Shonda Rhimes took primetime by storm when she launched Scandal and introduced the world to high-profiled crisis communicator, Olivia Pope. Pope’s character was not just a figment of Rhimes’ imagination. The character was actually based on Judy Smith, a prominent crisis communicator who has worked for the White House and assisted many companies and high profiled individuals through a crisis. During the 2017 national conference, PRSSA members had the honor of attending a workshop session hosted by Smith.
Smith began the session, by interrupting her introducer, she wanted to spare us the long list of her accomplishments. She immediately began to engage with the moderator and took it upon herself to moderate her own Q&A. Warm and friendly in her ways, Smith began to answer questions and provided the audience with great advice on how to succeed in the world of crisis communication.
What I found to be the most interesting is Smith sharing her story about deciding on becoming a crisis communicator. She shared how she didn’t find crisis communications, it found her. There were many things that happened over the course of her life that geared her towards the career she has today. It shows that her work was not about finding the job that paid the most but finding work that was meaningful to her.

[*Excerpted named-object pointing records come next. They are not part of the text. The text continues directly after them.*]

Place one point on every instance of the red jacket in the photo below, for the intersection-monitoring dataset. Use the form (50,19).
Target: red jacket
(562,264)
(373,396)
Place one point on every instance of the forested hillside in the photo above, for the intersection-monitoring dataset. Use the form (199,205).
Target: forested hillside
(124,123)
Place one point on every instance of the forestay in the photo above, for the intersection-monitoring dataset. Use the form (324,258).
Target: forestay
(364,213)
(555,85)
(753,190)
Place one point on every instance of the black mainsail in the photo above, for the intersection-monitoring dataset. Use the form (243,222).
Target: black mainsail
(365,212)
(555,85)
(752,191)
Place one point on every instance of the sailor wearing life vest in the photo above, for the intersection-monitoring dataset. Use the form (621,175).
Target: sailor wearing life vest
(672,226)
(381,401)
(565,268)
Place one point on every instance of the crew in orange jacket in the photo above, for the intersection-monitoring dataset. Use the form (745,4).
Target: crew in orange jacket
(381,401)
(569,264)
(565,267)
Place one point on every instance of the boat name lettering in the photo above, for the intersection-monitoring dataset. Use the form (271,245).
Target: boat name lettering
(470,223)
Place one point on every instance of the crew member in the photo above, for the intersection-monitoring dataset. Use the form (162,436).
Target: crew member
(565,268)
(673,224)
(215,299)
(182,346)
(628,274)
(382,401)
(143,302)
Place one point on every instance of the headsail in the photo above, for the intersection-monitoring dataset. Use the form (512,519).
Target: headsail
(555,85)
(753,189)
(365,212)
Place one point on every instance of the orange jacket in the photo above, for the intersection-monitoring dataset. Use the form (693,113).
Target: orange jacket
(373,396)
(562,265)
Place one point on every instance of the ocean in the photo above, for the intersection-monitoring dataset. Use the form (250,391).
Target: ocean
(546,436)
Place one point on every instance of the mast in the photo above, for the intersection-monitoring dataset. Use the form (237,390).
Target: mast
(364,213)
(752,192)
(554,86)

Smith informed us how much the crisis communication scene has changed since she first began. Social media plays a huge part in this, with it only taking 20 seconds for news, bad or good, to spread over the internet. Whereas it takes companies almost 18 hours to craft a solid statement. Smith’s advice is that companies must plan in order to get ahead of situations like that and they must cut down the response time.
Judy Smith’s Top Skills to Strive in Crisis Communications
1. Know the Basics
– Know all you can about public relations and the basics of the industry. You can’t build a sturdy house with a weak foundation.
2. Can You Hold a Conversation?
–Smith affirmed us, that one of the most important skills in communications is the ability to hold a conversation. Often time it’s a skill that many people overlook, however, if you can’t speak to people you will not be able to do your job.
3. Good sense of Judgement
4. Use of Discretion
In addition to industry advice, Smith also provided insightful words with being a Black professional. She stated how we will always be judged for something but we can’t allow the things others say to throw us off of our game. She stressed the importance of using that energy to focus on our growth and work.